BDC Fact #3
For many entrepreneurs, the BDC has played a very positive role in the development of their business. In my experience, no group personifies this more than the BDC Venture Capital team.
One great story involves Bluestreak Technology, a Wellington Financial Fund III portfolio company. BDC has been involved as an equity investor for some time, along with FTQ and a U.S. seed stage VC fund. When called upon, BDC’s investment professional (Steve Abrams) has played the role of stand-in CFO, Board member, investment banker, chief negotiator and so forth. The natural things that you’d expect a VC to do when someone needed to step into the breech. In my mind, without the positive involvement of BDC’s VC group, Bluestreak may not have been around long enough to get to the stage where it could raise a US$20 million Series D round earlier this year. And what they are doing for customers like Orange appears to blow away the competition.
And Bluestreak isn’t the only company that benefits from BDC’s equity capital. For their 2007 fiscal year, for example, BDC Venture Capital authorized 68 direct investments totalling $106 million. To give you a sense of just how important those dollars were, consider this. For the 12 month period ending March 31, 2007, about 244 VC deals closed in Canada during that period where Canadian VC invested in Canadian firms: $1.068 billion in total was raised for these firms. That means BDC had a role in about 25% of those deals and put up about 10% of the capital for all Canadian-based VC funds. Now that is impact.

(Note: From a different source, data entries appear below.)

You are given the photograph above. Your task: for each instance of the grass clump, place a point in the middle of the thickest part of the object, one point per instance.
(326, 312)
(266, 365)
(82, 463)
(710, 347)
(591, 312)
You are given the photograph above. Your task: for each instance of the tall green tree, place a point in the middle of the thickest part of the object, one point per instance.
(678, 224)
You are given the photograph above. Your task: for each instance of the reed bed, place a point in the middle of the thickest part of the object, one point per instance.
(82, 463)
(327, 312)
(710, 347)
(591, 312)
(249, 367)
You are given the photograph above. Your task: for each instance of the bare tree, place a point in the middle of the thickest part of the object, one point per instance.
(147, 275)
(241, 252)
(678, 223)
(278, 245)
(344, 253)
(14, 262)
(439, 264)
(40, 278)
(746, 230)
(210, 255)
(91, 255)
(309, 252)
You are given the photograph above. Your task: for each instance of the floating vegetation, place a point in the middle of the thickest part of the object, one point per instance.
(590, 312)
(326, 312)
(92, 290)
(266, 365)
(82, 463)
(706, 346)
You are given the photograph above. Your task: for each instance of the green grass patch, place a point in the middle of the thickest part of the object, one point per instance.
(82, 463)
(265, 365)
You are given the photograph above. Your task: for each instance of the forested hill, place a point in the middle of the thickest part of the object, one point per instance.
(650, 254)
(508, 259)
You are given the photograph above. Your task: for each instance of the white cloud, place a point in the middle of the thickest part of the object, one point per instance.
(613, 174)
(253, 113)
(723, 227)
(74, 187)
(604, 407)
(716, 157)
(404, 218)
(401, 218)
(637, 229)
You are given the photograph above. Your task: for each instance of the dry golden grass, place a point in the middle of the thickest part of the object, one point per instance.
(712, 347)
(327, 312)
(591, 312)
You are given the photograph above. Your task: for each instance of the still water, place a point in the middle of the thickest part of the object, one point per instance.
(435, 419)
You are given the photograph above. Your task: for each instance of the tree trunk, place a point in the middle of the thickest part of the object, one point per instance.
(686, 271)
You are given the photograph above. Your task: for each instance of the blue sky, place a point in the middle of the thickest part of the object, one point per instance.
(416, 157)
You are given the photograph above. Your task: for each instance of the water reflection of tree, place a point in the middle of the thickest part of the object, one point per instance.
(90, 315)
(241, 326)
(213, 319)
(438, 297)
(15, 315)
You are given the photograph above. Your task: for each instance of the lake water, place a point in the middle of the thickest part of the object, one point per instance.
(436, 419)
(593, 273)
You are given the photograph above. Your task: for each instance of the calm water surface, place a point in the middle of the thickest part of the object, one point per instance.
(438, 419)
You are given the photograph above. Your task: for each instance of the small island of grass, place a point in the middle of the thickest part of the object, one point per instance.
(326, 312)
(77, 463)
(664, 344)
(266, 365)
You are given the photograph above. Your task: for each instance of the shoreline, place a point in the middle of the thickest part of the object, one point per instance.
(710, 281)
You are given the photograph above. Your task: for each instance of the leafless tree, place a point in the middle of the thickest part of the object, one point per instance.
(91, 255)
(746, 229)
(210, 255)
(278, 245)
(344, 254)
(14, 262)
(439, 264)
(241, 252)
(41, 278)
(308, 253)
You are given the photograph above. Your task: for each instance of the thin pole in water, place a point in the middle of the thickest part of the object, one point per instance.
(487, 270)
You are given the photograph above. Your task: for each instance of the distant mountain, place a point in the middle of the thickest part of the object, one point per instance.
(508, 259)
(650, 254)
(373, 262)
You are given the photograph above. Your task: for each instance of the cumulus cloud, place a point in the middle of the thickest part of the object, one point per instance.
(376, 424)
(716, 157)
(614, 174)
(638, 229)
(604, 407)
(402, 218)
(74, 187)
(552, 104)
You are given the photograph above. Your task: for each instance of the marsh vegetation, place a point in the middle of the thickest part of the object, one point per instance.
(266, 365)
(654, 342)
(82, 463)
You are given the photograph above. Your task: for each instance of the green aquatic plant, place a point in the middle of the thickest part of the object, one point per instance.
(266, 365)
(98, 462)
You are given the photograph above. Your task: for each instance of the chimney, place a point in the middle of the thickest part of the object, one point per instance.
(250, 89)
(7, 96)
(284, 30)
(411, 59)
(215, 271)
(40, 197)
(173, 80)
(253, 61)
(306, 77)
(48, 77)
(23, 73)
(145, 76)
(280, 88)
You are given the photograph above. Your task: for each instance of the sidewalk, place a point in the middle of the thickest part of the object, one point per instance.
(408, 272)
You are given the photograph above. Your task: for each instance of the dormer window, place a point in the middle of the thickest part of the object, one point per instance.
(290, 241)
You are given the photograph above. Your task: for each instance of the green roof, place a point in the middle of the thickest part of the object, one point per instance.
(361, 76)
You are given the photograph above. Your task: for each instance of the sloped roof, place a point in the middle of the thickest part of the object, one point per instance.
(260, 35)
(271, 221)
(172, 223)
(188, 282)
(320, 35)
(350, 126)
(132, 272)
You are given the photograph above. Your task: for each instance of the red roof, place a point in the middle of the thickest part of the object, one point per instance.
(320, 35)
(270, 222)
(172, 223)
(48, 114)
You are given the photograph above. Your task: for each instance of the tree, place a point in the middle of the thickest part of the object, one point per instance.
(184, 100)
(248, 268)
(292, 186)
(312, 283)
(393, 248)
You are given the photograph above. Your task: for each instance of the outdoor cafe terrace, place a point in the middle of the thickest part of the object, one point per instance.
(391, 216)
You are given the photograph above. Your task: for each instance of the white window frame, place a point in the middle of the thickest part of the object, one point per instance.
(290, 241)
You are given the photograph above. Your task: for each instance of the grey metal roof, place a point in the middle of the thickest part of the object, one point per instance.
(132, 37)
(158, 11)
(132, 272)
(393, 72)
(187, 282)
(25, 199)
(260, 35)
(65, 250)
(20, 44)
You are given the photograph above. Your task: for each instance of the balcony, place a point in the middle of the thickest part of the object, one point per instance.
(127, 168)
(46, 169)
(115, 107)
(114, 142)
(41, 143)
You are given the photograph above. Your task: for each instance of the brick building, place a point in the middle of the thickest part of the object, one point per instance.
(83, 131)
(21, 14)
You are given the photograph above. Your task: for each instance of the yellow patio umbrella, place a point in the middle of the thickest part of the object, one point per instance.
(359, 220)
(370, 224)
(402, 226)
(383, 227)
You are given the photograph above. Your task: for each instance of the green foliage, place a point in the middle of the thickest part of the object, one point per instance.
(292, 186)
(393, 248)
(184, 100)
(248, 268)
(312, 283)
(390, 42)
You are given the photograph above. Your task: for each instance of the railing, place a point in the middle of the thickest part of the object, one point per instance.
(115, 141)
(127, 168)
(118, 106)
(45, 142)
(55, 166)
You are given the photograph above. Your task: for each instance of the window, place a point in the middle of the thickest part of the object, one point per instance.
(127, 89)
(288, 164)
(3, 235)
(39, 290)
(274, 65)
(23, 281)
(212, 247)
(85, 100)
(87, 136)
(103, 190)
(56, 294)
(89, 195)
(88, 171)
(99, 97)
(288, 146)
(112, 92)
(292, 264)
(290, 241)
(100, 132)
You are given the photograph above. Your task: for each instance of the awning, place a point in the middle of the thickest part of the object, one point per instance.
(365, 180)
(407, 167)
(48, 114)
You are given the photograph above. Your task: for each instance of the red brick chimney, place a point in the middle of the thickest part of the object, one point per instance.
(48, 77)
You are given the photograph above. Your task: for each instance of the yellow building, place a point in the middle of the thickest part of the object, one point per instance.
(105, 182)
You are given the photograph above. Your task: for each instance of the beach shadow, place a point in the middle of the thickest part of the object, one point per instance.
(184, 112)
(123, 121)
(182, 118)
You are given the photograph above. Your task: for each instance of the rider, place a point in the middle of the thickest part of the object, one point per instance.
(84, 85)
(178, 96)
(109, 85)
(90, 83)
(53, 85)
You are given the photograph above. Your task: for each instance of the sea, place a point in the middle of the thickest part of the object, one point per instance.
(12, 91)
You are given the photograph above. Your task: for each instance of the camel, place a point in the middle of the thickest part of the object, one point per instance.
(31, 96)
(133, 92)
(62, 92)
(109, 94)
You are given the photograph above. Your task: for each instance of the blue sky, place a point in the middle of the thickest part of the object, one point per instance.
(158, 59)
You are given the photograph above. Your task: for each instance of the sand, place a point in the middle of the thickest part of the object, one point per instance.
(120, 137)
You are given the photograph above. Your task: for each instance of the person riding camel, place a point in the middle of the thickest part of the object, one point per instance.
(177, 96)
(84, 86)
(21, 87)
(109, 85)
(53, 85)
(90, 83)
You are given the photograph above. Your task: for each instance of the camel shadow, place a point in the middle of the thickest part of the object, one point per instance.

They also put about $45 million into three different VCs themselves via BDCs Fund-of-funds program. By their own guess (according to the 2007 BDC Annual Report), these $151 million of direct and indirect VC dollars leveraged $690 million from other investors. With only $1.4 billion flowing into Canadian firms from local and foreign VCs during that 12 month period (the $1.068 billion is a subset), that $690 million represents a very high percentage indeed of the $1.4 billion pie; even if it’s half right, they’re still big players on the scene.
One trait worth mentioning is the tradition at BDC’s VC group that they don’t lead Series A rounds (or later for that matter). You find them leading the charge on seed-stage deals, but when the rounds get larger or the companies mature, BDC Venture Capital is assiduous in ensuring that others lead the financings. A nice complementary touch, and one that very much fosters a collaborative domestic VC market.
Even if they represented “just” 10% of domestic VC investment dollars for the 12 months ending March 31/07, it is hard to imagine a Canadian VC scene without them in the mix. With ever-fewer VC doors to knock on (see post “Ontario politicians asked to address deteriorating VC climate part 2“, October 26-07), they play an important and positive role without a doubt.